For the 25th edition of the Serpentine Pavilion, Bangladeshi architect Marina Tabassum has introduced A Capsule in Time — a luminous, timber-framed structure designed not only for summer reflection but for a purposeful afterlife. Composed of four half-capsule-shaped glulam arches arranged around a tranquil courtyard, the pavilion blurs the line between enclosure and openness. Light and air filter through full-height openings and translucent polycarbonate panels, drawing visitors into a fluid dialogue with the park beyond. Tabassum describes the space as a celebration of summer — ephemeral, radiant, and open — while also anchoring it in a longer architectural lifecycle.

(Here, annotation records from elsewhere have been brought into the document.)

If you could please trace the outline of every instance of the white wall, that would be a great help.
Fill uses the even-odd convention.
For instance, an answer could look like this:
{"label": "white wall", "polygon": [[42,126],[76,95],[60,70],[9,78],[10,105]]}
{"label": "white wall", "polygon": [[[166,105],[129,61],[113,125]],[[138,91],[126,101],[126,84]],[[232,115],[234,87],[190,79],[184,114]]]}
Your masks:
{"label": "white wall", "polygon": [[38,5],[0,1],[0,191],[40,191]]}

2025 – Marina Tabassum: A Capsule in Time

Drawing from the ceremonial lightness of South Asian Shamiyanas, the pavilion’s material palette favors simplicity and resonance. Glulam timber frames offer warmth and structural clarity, while the polycarbonate skins diffuse daylight in soft, diaphanous tones. The central courtyard, planted with a Ginkgo tree and aligned with the Serpentine Gallery’s bell tower, serves as the “soul of the pavilion” — a quiet void that frames the sky and invites stillness. Tabassum’s vision emphasizes flexibility: built-in bookshelves double as seating, a small café activates the southern end, and modular segments can be rearranged to accommodate varied events. The design is both poetic and practical, rooted in hospitality and inclusion.

2025 – Marina Tabassum: A Capsule in Time

From the outset, the pavilion is conceived with its afterlife in mind — a rare but increasingly essential approach to sustainability in temporary architecture. Tabassum envisions the structure as a library once its London residency ends, emphasizing longevity over spectacle. Every element is demountable, adaptable, and crafted to live on in another context. In this way, A Capsule in Time challenges the disposability often associated with temporary pavilions and reframes architecture as a continuum — one that honors both the moment and the future. It is a pavilion that does more than respond to its setting; it looks forward, offering an architecture of light, care, and enduring purpose.